The problem is that a lot of startups don't seem to have any plan in place to
actually get to the point where they're actually making money on their own.
The B&M store comparison is pretty apt here. You don't start a corner
convenience store in the hopes that 7-Eleven will come up and buy you. You
start the store because there isn't a store there, in the hope that enough
people will come and buy stuff that you can make a profit.

That's where a lot of the worry is, I think. Especially because we're seeing a
huge amount of VC funding going towards startups that are almost purely pinned
on getting snapped up by a bigger company. Instagram is a great example of
this. They have a product that has the majority of the current midshare in
it's space, has millions of users, is a very cool application on both a
technical usability level... and approximately $0 in incoming revenue. And no
plan to make money besides "Maybe get advertisers on the platform at some
point in the future"([http://behindcompanies.com/2012/04/instagrams-business-
model...](http://behindcompanies.com/2012/04/instagrams-business-model/) )[1].
From an investment perspective, it was a very bad investment... until they
sold out to Facebook, at which point it was a GREAT one.

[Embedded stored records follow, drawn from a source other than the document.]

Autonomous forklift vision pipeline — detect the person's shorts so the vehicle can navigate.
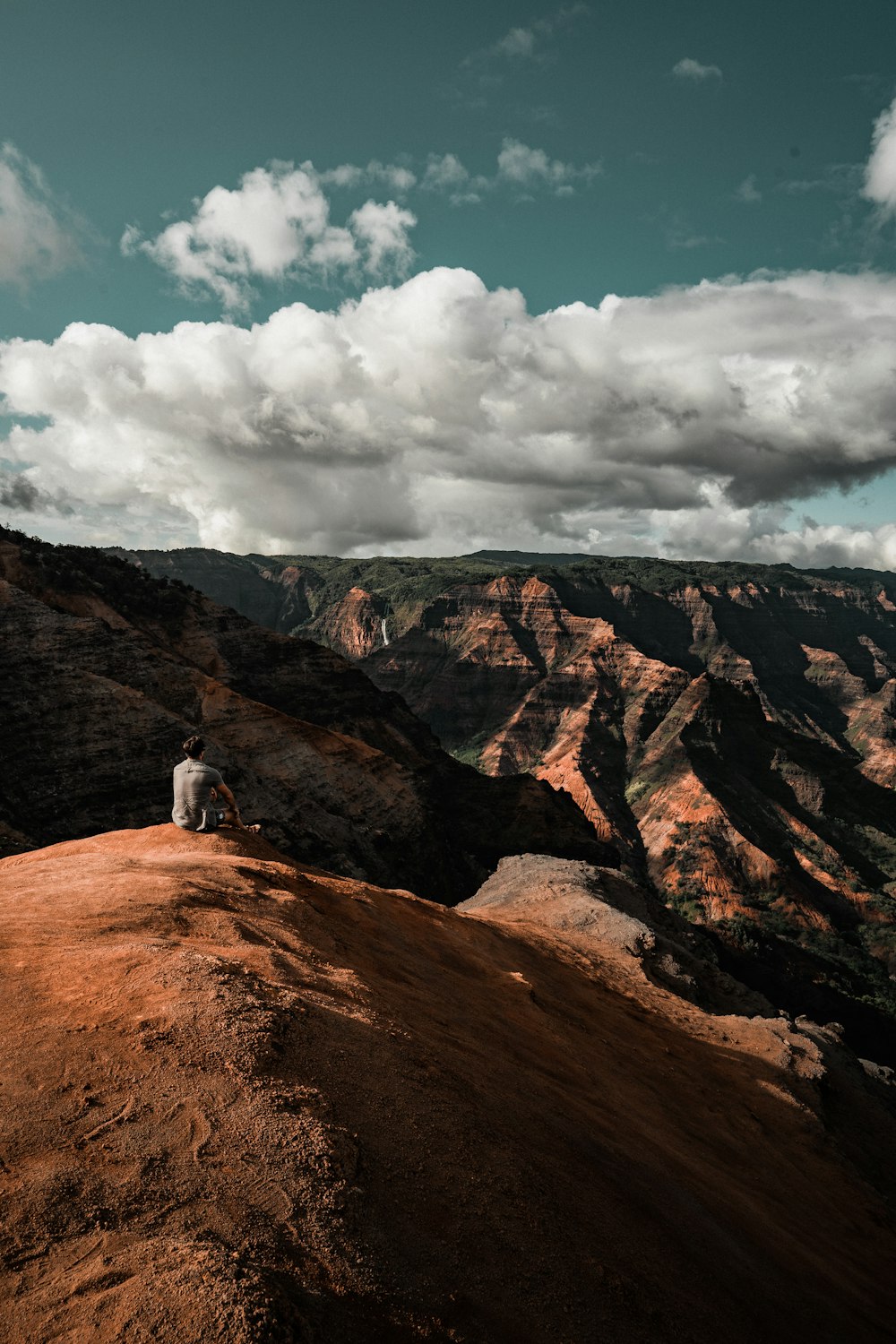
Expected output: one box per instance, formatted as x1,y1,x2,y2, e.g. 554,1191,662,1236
196,808,227,831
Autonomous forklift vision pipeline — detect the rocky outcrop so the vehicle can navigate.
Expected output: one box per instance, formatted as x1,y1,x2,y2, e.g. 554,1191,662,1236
0,825,896,1344
0,532,608,900
114,556,896,1030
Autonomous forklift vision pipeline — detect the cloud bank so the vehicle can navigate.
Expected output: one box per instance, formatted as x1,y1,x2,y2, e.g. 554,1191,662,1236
0,144,84,288
672,56,721,83
121,163,417,311
864,99,896,215
0,264,896,564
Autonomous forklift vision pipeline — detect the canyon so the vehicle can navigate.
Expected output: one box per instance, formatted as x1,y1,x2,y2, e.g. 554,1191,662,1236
0,531,896,1344
122,540,896,1062
0,532,611,902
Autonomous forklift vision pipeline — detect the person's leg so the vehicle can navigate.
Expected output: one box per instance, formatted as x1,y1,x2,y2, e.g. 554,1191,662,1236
220,808,261,835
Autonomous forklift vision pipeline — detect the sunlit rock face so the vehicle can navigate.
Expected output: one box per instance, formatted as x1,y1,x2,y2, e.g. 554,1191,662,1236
0,824,896,1344
0,532,613,900
115,546,896,1048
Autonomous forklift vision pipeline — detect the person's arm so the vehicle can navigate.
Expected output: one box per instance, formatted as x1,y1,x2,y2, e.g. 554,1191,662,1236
215,780,239,816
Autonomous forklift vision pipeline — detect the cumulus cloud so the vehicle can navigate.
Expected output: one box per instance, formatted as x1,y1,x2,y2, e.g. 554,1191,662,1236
349,201,417,276
863,99,896,214
498,137,603,195
735,174,762,206
0,144,86,287
318,159,417,196
672,56,721,83
0,267,896,564
121,163,417,311
420,153,493,206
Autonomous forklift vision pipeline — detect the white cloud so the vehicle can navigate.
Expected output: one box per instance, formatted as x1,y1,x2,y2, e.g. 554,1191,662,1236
498,137,603,195
461,4,591,77
735,174,762,206
321,159,417,196
420,153,470,191
863,99,896,212
672,56,721,83
495,29,536,59
0,144,86,287
0,267,896,564
121,163,417,311
349,201,417,276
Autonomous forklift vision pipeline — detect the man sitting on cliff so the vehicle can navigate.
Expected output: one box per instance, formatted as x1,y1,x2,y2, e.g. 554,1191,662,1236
170,738,261,831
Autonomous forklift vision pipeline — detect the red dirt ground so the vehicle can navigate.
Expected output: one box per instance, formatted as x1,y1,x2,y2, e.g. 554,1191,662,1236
0,825,896,1344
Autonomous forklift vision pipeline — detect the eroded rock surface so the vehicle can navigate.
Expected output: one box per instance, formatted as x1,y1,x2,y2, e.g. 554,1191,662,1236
0,825,896,1344
0,530,611,900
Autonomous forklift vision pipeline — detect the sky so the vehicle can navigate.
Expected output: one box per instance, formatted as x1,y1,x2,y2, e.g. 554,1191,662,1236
0,0,896,569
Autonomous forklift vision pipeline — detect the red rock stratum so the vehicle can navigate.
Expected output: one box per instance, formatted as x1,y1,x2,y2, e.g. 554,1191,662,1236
0,825,896,1344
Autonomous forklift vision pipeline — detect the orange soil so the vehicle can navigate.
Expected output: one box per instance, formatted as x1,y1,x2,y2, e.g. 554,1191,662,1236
0,825,896,1344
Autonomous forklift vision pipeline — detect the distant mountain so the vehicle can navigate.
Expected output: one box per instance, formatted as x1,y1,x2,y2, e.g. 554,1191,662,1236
0,530,613,902
118,540,896,1054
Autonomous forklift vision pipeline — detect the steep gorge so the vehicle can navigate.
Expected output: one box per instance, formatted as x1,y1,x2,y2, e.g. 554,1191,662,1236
118,553,896,1048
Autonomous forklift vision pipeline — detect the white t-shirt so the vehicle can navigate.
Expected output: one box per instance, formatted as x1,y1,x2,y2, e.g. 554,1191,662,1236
170,757,224,831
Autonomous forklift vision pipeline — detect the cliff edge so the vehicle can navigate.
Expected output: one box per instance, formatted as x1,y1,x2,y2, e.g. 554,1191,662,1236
0,825,896,1344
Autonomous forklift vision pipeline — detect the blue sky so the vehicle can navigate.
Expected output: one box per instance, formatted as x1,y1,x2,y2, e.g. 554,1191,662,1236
0,0,896,567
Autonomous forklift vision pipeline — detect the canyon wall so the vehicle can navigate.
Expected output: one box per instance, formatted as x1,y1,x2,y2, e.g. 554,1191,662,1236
123,553,896,1038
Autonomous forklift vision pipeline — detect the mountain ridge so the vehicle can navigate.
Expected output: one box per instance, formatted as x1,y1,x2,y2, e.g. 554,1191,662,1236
114,540,896,1054
0,824,896,1344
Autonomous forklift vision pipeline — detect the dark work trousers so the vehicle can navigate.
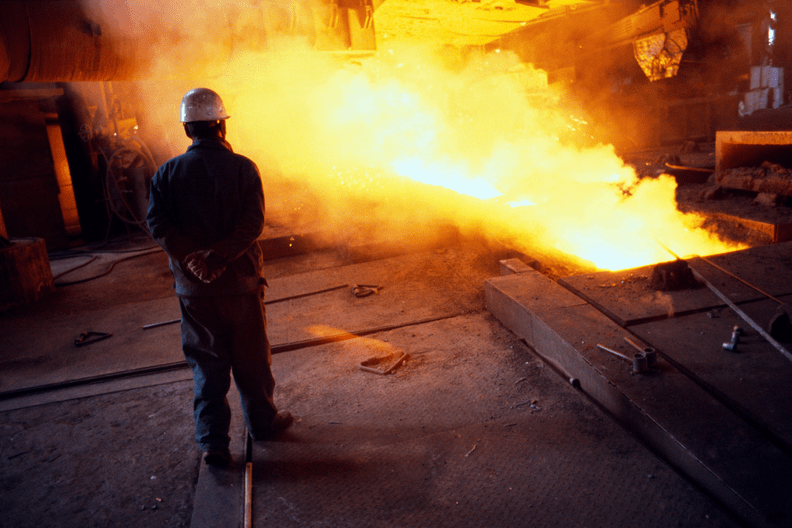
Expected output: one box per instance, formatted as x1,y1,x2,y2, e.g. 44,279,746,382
179,287,278,451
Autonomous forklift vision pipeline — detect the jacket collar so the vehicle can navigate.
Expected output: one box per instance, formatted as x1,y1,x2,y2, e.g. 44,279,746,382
187,138,234,152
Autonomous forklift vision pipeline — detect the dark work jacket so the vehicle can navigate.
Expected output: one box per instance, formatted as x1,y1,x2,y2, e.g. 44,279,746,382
146,138,266,297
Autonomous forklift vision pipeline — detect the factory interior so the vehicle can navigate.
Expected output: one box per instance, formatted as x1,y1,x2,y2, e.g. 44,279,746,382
0,0,792,528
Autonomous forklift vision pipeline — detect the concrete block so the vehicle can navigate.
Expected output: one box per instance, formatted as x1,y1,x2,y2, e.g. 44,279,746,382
485,273,792,526
0,238,55,311
715,131,792,171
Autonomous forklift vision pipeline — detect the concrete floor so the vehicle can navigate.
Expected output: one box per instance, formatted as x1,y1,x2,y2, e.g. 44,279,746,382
0,235,739,527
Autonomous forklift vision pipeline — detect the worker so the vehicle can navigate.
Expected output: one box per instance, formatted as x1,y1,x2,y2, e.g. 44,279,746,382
146,88,293,466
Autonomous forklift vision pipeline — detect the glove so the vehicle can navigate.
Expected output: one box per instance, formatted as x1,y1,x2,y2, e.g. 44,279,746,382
183,249,225,284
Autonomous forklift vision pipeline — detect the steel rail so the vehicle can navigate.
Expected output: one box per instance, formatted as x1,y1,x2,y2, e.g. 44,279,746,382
0,312,470,401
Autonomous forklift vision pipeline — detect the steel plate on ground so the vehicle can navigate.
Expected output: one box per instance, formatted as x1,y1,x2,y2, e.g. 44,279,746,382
558,243,792,327
630,297,792,452
253,314,734,527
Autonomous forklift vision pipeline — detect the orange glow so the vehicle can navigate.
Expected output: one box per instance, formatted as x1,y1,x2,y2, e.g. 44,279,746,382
127,6,739,270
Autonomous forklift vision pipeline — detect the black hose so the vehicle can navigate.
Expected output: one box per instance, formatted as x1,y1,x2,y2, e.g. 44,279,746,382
55,249,162,288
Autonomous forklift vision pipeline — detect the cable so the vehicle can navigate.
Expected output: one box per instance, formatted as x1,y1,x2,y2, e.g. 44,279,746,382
52,255,99,281
55,249,162,288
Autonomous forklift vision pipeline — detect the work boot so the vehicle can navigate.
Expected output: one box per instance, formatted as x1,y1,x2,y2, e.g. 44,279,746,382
269,411,294,435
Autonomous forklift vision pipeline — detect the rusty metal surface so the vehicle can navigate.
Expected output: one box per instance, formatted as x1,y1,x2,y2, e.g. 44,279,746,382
253,314,735,527
558,242,792,326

I think that's the concern that TFA has. A lot of startups, by and large, have
turned into R&D for large corporations rather than traditional entrepreneurial
businesses. The concern isn't that people are creating a product that's sold.
They're creating a product without any concern about how to make money with
it, and are hoping that someone with deep pockets will snap them up. There's a
time and place for both, but the second shouldn't be getting nearly as much
money as the first.

[1]To be fair, I think that with 30 million users, Instagram would have a
viable business model based on advertising, and certainly could have made a
profit. The problem, though, is that I don't think that model would return
anywhere near the amount that the $500MM valuation indicated. Certainly, it
would be in the low tens of millions of dollars, but not in the hundreds.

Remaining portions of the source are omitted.